4. Run a script to load the data as shown below.

Script:

gpload -f test.yml

Output:

[Tue Jun 25 22:44:29 gpadmin@:~/demos/gpload/inserts ] $ ./do-gpload.sh 
2013-06-25 22:44:35|INFO|gpload session started 2013-06-25 22:44:35
2013-06-25 22:44:35|INFO|started gpfdist -p 8100 -P 8101 -f "/Users/gpadmin/demos/gpload/inserts/person.txt" -t 30
2013-06-25 22:44:35|INFO|running time: 0.73 seconds
2013-06-25 22:44:35|INFO|rows Inserted          = 500000
2013-06-25 22:44:35|INFO|rows Updated           = 0
2013-06-25 22:44:35|INFO|data formatting errors = 0
2013-06-25 22:44:35|INFO|gpload succeeded

Now at this point lets update the same data set with new updated data , once again using gpload BUT this time the YAML control file is a little different here.

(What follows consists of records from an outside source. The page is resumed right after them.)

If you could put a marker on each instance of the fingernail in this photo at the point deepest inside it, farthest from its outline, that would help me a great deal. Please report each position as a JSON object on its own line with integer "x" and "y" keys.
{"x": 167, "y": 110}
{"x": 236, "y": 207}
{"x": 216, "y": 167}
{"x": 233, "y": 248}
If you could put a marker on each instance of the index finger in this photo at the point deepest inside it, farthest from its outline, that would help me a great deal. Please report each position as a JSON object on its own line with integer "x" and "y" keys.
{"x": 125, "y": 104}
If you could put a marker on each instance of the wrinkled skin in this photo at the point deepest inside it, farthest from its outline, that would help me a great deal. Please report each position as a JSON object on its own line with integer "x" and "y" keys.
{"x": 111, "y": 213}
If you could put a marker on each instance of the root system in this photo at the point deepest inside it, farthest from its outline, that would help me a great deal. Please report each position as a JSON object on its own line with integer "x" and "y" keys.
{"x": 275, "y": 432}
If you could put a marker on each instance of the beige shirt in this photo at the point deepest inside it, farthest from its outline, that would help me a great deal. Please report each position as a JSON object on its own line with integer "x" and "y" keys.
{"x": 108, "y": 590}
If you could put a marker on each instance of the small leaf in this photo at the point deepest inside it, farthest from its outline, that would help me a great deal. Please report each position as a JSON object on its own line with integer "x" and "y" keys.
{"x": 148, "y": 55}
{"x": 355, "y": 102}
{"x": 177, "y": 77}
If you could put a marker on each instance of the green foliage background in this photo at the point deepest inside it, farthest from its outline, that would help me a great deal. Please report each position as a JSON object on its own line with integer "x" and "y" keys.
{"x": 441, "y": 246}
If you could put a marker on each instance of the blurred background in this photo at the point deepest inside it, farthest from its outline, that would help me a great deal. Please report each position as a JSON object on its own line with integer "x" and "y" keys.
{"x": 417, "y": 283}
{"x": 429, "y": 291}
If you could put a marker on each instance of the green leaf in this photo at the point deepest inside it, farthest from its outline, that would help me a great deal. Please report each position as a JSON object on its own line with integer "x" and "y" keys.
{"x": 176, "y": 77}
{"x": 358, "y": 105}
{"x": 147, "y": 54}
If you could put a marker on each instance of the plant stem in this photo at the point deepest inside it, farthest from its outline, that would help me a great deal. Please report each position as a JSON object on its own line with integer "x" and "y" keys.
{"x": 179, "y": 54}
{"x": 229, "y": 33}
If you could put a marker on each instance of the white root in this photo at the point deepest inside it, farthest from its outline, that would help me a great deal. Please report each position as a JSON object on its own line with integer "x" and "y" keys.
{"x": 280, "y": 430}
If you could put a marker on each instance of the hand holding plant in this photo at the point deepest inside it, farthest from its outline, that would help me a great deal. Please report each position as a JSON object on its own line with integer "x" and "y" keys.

5. The data we are UPDATING is defined as follows

[Tue Jun 25 22:54:39 gpadmin@:~/demos/gpload/upserts ] $ head people.txt 
1,person1-updated
2,person2-updated
3,person3-updated
4,person4-updated
5,person5-updated
6,person6-updated
7,person7-updated
8,person8-updated
9,person9-updated
10,person10-updated

6. Create a YAML formatted control file to merge/update the data into the table PEOPLE as shown below.

test.yml
  
VERSION: 1.0.0.1
DATABASE: gpadmin
USER: pas
HOST: 127.0.0.1
PORT: 5432
GPLOAD:
    INPUT:
     - SOURCE:
          LOCAL_HOSTNAME:
            - 127.0.0.1 
          PORT: 8100
          FILE: [ /Users/gpadmin/demos/gpload/upserts/people.txt ]
     - COLUMNS:
         - id: int 
         - name: text 
     - FORMAT: text
     - DELIMITER: ','
     - ENCODING: 'UTF8'
     - NULL_AS: ''
     - ERROR_LIMIT: 100000
     - ERROR_TABLE: apples.err_people
    OUTPUT:
     - TABLE: apples.people 
     - MODE: MERGE
     - MATCH_COLUMNS:
           - id
     - UPDATE_COLUMNS:
           - name 
     - MAPPING:
         id: id 
         name: name  

7.  Run a script to update the POEPLE table data as shown below.

Script:

gpload -f test.yml

Output:

[Tue Jun 25 22:54:21 gpadmin@:~/demos/gpload/upserts ] $ ./do-gpload.sh    
2013-06-25 22:54:34|INFO|gpload session started 2013-06-25 22:54:34
2013-06-25 22:54:34|INFO|started gpfdist -p 8100 -P 8101 -f "/Users/gpadmin/demos/gpload/upserts/people.txt" -t 30
2013-06-25 22:54:39|INFO|running time: 5.13 seconds
2013-06-25 22:54:39|INFO|rows Inserted          = 0
2013-06-25 22:54:39|INFO|rows Updated           = 500000
2013-06-25 22:54:39|INFO|data formatting errors = 0
2013-06-25 22:54:39|INFO|gpload succeeded

8. Finally verified we indeed have updated the data in the PEOPLE table.
  
gpadmin=# select * from apples.people limit 10;
 id |       name       
----+------------------
  1 | person1-updated
  2 | person2-updated
  3 | person3-updated
  4 | person4-updated
  5 | person5-updated
  6 | person6-updated
  7 | person7-updated
  8 | person8-updated
  9 | person9-updated
 10 | person10-updated
(10 rows)

2 comments:

Tomoko said...

This is cool!

greenhorn said...

Hi, this is a really useful post! Thanks for publishing it. I was wondering whether you could also demonstrate how to use the update condition, or mapping with an expression? If I want to only update records which do not have a specific string, how do I incorporate it into this update condition? I have not able to find many resources to help me understand this. I would really appreciate if you could elaborate. Thanks!